Todd tried to pass down as much of his experience from the NHL as possible. However, he is unsure if it gives his son much of an advantage.

"I think a lot of people think there is some mystery about professional sports," Todd said. "I tell all the guys that I coach that the game is exactly the same from the NHL all the way down to mites. The difference is the skill, the strength, the size, the speed and then the hockey IQ."

Now when they talk, Todd tries to speak to his son as more of a dad then as a hockey coach.

"My message to Brock is always to work your butt off in school, on and off the ice and make good decisions," Todd said. "He’s pretty much done that most of his life and I would expect him to continue to do it."

Todd said that one of his son’s strengths is his intelligence. Instead of taking a few years off from school to play junior hockey, which most hockey players do, Brock went right to Michigan State, where he redshirted his freshman year.

He came into college having completed advanced placement classes in high school. This gave him a head start with his credits as a human biology major at Michigan State.

He also took classes over the summer during the team’s workouts. The quick completion of credits led to his graduation in just three years. He only played two years as a Spartan, leaving him two more years of eligibility. From there, Brock chose Arizona State for both hockey and the health care master’s program at the university’s College of Health Solutions.

"It’s the science of health care delivery," Brock said. "So the business side of how the health care system works. There aren’t many of those in the country so when I saw that and had the opportunity to play hockey as well as get my education I wanted to jump right on that."

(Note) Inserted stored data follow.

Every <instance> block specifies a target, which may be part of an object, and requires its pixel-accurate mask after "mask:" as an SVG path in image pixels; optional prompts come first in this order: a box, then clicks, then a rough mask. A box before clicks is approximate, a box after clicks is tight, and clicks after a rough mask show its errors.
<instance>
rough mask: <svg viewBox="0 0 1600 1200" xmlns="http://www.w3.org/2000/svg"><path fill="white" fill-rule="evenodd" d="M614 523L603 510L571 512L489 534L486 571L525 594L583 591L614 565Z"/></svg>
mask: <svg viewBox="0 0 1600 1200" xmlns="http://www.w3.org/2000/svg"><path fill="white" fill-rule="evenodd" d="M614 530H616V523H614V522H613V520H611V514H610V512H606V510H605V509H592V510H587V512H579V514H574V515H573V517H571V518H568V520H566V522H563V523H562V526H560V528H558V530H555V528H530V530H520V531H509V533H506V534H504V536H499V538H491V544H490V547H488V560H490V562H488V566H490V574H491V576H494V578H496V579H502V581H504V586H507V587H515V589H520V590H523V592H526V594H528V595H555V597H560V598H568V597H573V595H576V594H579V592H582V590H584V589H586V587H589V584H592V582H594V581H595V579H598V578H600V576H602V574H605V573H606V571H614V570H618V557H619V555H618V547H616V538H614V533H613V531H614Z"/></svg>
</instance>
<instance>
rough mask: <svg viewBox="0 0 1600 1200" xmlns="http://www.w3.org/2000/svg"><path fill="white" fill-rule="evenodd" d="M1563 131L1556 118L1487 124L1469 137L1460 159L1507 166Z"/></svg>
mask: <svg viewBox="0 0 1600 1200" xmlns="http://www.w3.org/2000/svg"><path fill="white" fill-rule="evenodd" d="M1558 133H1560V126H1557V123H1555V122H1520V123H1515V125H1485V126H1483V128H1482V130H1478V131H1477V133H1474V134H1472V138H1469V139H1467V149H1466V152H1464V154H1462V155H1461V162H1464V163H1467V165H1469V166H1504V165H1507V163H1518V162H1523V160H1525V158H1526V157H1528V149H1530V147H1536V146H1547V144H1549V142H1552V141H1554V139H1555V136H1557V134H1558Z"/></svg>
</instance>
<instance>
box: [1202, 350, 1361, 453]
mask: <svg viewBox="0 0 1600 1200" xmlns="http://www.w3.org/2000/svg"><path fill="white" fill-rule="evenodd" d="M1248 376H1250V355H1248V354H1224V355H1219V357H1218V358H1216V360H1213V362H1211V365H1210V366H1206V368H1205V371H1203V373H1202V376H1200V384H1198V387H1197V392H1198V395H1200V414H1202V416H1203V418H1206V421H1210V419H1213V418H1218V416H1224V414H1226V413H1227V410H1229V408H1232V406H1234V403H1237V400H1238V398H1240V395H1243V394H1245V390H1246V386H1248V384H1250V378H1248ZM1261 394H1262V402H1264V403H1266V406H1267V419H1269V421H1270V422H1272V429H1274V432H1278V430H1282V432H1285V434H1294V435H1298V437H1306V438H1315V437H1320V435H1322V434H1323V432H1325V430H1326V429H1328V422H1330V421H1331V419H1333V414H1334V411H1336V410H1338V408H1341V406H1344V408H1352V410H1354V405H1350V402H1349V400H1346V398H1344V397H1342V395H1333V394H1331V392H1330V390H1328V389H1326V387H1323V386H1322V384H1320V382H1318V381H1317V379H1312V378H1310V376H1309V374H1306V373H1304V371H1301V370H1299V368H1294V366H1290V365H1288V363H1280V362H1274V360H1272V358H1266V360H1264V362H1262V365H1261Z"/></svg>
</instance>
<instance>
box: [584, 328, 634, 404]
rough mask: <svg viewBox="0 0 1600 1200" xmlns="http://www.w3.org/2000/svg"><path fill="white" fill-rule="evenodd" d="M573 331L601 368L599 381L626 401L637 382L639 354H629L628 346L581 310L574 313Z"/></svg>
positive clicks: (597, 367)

Todd and the Krygier family are very proud of their son for his accomplishments and character. Brock is the oldest of five siblings, and Todd said that he has been an excellent example for his brothers and sisters.

"We’re very proud," Todd said. "I think he cares about other people. He doesn’t just center his life on himself, so we’re real proud with the person he’s becoming and how he’s growing and then you know obviously proud of what he’s accomplishing hockey-wise. "

In regards to how much his family means to him, Brock responded with, "A whole lot, they’ve been priceless in my development as a person and as a hockey player."